Voted coach of the year in Belgium’s Jupiler Pro League in 2006 and 2013, Francky Dury only devoted himself to the job full-time in 2007, having previously divided his duties in the dugout with his work as a police detective.
With his days tackling crime now behind him, Dury is laying down the law at high-flying SV Zulte Waregem, having spent over 30 years in the coaching profession in all, starting out in local league football and gradually working his way up the ladder.
Before earning his first professional contract just six years ago, Dury spent his days investigating burglaries and tackling organised crime as a member of Ghent police force. Once off duty, he would then pull on his tracksuit and lead training sessions in the backwaters of Belgian football.
He made his name as a coach by taking lesser lights SV Zulte-Waregem all the way from the fifth tier of the Belgian league system to the top flight and then steering the semi-professional outfit to the Belgian Cup in 2006. Even then, during Zulte’s first two seasons in the big time, the 55-year-old Flemish coach continued with his day job as a detective.
A man with a vision
Explaining the reasons behind his double life as a crimefighter and a football manager, he told FIFA.com: “When you’re coaching in the third and fourth tier, you’ve got no option but to make a living outside football.
“After we got promoted in 2005 everyone thought we’d go straight back down again because we didn’t have a 100 per cent professional set-up,” added Dury, who was in the running to succeed Rudi Garcia at Lille during the close season. “As it turned out though, we won the Cup and the season after that we reached the Round of 32 of the UEFA Europa League, when I still had semi-professional players in the team.
“At that point it all became too hard to do my two jobs to the best of my abilities. It just wasn’t possible and I had to make a choice,” continued Dury, who then decided to put away his cap and pocket book and devote himself to football full-time.
He stayed at Zulte until 2010, moving on to KAA Gent for one season. Then followed a six-month stint as an assistant coach with the Belgian national team, a spell as the Belgian Football Federation’s national technical director and a brief reign as the national U-21 coach. Then, on 30 December 2011, he returned to Zulte, the club where his unusual career took off.
“We had to put a vision back in place,” said Dury: “A club can change coach but not direction. It’s only clubs with an identity that survive.”
The only coach in the Belgian elite to have won championship titles in the second, third and fourth tiers, in 2005, 2002 and 1999 respectively, the dogged Dury has retained a deep love of his job throughout his slow rise to the top, making a virtue of patience and consistency along the way.
“When we finally made it to the first division we had a budget of between three and five million euros,” he explained. “At the time I just had an assistant and a goalkeeping coach to help me out on a day-to-day basis. We learned to watch our money carefully and look for good players. I’ve had to do everything myself, and I’ve been through every phase involved in coaching.”
Making the most of things
Runners-up to Anderlecht last season, Zulte now have a budget of eight million euros to play with and a larger coaching team in place. Since becoming a professional outfit in 2007, the Waregem club has continued to grow, and their coach with them.

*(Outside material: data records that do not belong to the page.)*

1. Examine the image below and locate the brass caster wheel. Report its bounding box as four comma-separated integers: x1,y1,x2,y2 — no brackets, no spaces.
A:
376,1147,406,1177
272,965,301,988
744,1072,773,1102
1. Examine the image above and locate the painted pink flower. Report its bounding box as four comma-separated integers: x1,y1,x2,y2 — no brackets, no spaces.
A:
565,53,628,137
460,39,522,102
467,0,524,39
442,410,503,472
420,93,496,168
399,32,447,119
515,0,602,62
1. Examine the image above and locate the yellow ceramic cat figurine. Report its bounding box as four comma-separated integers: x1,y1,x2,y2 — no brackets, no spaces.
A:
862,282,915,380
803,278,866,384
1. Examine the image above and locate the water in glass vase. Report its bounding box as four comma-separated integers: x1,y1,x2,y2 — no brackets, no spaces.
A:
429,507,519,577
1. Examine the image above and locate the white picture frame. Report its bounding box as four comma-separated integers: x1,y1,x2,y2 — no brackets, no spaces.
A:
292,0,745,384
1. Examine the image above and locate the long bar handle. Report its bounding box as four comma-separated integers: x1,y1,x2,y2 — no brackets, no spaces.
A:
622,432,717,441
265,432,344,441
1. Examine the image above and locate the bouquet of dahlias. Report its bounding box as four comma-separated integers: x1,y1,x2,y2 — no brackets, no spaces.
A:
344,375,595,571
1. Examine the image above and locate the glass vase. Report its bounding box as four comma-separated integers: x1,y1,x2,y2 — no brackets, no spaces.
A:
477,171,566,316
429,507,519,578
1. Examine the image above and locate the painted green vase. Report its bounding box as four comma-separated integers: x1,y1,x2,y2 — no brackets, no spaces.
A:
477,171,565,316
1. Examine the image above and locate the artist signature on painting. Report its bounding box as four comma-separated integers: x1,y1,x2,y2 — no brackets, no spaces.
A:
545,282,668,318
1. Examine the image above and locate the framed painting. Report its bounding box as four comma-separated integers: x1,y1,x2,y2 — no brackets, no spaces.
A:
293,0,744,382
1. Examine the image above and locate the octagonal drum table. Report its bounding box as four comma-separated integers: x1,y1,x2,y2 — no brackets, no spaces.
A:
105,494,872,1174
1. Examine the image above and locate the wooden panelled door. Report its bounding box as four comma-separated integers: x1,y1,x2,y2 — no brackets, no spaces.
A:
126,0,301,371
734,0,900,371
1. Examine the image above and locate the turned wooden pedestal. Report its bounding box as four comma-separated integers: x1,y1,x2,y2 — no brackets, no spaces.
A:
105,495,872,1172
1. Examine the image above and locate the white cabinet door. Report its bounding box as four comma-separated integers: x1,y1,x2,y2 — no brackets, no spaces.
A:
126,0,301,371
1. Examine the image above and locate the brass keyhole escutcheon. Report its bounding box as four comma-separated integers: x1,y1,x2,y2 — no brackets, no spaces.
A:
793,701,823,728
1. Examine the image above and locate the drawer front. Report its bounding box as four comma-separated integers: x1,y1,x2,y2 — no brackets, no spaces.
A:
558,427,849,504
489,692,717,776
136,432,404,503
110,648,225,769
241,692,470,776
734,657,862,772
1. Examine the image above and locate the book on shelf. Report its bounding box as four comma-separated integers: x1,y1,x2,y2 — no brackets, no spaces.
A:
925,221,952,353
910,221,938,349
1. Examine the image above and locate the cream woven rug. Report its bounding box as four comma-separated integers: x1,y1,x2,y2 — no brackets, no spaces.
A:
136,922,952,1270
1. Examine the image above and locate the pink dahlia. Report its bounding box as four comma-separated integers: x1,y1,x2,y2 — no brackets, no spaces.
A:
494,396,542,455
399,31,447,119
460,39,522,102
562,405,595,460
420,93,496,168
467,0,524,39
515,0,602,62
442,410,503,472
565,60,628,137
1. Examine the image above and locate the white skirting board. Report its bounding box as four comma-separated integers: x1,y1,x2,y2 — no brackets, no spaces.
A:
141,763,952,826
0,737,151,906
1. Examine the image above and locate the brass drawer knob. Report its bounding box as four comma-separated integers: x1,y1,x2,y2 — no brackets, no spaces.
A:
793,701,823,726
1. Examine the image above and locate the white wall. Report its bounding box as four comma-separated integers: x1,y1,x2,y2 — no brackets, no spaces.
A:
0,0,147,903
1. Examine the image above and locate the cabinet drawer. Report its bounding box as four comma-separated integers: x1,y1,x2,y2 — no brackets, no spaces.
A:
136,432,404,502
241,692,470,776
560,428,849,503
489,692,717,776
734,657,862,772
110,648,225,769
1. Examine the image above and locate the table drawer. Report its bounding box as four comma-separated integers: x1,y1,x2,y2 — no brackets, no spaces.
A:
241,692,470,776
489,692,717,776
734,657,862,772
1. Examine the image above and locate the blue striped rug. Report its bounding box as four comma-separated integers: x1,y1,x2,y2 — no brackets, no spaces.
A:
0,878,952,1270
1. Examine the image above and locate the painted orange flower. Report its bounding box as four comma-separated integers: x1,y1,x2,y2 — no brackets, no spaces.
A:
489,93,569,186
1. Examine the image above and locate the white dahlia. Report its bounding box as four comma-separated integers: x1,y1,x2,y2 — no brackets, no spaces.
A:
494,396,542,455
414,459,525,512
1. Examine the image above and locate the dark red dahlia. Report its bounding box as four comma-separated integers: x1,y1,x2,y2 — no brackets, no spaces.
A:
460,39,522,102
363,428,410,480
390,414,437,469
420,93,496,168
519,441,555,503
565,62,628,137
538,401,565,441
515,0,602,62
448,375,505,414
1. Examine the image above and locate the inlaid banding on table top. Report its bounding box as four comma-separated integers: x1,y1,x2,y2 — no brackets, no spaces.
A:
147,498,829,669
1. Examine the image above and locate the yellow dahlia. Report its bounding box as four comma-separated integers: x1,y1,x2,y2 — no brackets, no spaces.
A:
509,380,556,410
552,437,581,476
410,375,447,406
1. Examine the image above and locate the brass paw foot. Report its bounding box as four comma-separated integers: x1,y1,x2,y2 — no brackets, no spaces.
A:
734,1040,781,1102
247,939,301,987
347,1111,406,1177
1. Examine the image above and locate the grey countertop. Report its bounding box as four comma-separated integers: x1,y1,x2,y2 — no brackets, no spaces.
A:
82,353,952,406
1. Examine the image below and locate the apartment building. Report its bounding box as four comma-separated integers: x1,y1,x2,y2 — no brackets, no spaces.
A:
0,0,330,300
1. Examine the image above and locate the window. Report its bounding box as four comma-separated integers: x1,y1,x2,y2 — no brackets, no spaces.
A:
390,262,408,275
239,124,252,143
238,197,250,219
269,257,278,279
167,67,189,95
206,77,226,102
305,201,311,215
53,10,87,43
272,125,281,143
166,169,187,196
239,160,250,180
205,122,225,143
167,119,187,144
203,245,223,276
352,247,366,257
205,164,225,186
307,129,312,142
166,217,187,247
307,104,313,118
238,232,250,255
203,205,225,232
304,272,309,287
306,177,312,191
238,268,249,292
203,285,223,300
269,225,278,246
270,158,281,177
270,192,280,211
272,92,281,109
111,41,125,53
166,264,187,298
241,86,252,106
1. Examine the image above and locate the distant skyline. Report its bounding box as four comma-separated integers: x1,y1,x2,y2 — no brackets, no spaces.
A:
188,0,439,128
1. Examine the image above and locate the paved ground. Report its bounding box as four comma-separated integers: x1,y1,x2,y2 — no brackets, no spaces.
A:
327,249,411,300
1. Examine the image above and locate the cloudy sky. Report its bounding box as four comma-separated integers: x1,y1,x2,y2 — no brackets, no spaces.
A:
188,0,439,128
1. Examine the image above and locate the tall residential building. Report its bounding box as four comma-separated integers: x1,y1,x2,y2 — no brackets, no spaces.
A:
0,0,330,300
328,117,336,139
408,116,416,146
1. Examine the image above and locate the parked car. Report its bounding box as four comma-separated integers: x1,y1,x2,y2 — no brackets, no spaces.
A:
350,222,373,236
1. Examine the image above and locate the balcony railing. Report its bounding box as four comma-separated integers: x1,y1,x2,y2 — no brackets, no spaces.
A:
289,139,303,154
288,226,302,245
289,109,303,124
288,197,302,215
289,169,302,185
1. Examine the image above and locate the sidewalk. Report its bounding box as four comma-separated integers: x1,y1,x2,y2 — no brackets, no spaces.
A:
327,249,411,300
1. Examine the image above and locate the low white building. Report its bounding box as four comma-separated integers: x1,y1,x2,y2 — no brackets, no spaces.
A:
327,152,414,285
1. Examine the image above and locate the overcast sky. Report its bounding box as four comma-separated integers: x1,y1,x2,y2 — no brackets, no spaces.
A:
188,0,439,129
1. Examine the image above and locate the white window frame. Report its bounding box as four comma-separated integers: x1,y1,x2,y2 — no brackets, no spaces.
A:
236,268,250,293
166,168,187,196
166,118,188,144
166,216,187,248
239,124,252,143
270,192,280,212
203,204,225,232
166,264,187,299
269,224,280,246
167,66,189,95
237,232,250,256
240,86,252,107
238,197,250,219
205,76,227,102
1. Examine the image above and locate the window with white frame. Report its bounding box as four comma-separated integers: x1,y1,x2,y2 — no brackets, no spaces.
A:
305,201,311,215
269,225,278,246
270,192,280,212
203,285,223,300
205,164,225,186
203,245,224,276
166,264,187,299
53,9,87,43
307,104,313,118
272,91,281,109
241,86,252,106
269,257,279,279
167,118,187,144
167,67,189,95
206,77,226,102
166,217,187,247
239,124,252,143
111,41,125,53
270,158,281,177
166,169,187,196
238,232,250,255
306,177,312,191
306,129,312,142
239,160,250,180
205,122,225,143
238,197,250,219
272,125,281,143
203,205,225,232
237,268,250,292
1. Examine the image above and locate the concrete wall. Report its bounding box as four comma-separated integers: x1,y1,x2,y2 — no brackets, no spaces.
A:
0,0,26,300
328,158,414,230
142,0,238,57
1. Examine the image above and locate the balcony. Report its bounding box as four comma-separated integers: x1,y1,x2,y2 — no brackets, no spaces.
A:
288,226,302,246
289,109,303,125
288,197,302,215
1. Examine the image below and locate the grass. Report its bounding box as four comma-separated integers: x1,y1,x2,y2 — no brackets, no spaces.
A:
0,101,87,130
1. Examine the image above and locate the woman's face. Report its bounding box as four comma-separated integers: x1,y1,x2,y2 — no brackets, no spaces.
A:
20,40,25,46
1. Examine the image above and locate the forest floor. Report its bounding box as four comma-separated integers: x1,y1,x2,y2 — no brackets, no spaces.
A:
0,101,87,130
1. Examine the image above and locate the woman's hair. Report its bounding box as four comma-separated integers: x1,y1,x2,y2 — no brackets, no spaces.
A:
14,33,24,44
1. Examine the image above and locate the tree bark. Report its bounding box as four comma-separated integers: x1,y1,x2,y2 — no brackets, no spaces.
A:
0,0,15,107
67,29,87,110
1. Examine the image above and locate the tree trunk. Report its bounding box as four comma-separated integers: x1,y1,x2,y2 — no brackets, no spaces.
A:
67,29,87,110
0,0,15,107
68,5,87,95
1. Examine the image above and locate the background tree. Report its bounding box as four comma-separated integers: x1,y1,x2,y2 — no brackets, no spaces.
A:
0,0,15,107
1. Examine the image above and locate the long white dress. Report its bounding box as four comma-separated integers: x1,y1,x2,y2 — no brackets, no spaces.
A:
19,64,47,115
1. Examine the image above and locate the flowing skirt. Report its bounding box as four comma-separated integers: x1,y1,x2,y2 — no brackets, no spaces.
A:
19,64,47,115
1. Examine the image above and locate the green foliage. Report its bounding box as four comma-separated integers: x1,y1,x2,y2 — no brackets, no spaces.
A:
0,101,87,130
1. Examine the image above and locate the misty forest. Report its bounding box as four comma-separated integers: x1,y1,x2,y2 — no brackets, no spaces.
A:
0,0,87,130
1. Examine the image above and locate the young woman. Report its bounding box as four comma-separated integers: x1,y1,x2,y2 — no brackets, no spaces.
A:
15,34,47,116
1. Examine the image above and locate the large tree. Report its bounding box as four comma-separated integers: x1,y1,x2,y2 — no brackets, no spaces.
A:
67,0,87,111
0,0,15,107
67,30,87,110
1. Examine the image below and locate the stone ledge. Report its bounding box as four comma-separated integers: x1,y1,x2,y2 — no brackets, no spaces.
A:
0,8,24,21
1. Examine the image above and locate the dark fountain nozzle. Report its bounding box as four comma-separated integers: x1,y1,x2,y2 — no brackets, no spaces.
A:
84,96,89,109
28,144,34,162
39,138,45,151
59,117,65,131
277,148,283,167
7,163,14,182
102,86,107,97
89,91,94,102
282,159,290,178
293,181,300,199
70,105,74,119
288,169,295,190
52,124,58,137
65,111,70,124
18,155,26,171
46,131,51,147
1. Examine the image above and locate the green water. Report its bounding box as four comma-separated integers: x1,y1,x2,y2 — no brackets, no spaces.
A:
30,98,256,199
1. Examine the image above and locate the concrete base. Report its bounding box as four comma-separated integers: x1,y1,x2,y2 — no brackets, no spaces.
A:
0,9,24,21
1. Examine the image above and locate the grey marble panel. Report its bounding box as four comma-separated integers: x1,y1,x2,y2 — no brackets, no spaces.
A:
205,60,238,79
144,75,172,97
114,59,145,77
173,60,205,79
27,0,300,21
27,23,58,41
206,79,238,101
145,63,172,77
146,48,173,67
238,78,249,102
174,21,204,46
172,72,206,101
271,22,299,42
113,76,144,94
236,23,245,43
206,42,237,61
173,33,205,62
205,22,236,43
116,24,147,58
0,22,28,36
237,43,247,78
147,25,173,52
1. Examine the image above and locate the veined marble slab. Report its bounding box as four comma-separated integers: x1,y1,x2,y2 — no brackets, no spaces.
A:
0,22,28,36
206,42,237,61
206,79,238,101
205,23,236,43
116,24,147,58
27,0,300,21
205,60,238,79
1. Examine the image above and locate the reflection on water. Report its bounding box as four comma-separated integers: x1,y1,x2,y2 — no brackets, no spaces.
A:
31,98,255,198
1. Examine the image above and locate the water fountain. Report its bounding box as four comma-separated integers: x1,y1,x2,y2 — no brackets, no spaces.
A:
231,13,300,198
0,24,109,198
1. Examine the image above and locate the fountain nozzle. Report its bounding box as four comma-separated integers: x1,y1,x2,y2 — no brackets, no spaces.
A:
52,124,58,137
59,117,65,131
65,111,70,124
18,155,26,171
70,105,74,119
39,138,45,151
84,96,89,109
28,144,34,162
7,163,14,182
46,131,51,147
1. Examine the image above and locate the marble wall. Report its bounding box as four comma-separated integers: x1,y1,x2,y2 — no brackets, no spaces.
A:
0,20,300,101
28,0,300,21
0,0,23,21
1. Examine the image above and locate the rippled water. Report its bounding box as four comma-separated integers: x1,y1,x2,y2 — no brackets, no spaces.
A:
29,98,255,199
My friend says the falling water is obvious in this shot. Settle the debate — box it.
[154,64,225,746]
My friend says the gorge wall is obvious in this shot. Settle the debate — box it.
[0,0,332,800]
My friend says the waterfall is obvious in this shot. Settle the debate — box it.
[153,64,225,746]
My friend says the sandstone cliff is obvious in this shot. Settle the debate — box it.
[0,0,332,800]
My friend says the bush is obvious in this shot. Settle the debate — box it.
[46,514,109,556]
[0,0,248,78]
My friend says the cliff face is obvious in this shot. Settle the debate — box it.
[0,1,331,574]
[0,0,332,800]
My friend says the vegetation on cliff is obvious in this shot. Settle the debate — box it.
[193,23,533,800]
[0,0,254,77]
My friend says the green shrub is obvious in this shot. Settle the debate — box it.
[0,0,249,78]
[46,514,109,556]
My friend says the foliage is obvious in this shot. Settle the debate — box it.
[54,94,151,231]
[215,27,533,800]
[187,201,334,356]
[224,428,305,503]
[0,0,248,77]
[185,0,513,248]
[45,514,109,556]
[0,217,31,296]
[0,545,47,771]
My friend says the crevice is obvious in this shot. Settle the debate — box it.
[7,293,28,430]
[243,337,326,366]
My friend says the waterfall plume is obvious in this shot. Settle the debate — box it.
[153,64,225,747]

Back at the place where he forged his reputation, Dury is in it for the long haul: “The club had three different coaches after I left in 2010, and since I’ve come back I’ve been trying to create a strong identity here, one that ought to last for a long time whether I stay or not. The club wants me to stick around though, and the feeling is mutual.
“The whole of Belgium respects the job we’re doing here and the way we bring on youngsters and give them their chance. That’s why we’ve been able to hang on to Thorgan Hazard and Junior Malanda,” he added, in reference to two of Zulte’s key players in their superb run to second place last season.
“We know they won’t be with us next year though, and we’ve already started looking for new talents. Young players are the future and for a Belgian club like ours that’s the best economic model there is.”
Six years after handing in his detective’s badge, Dury says he feels “happy, proud and fortunate”, factors that have all helped him to stay motivated.
A rational thinker, the one-time sleuth has learned to adapt to the limitations of his job: “With Zulte, I know what can’t be done. Here you need to take a step back, pause for thought and make do with what you’ve got.”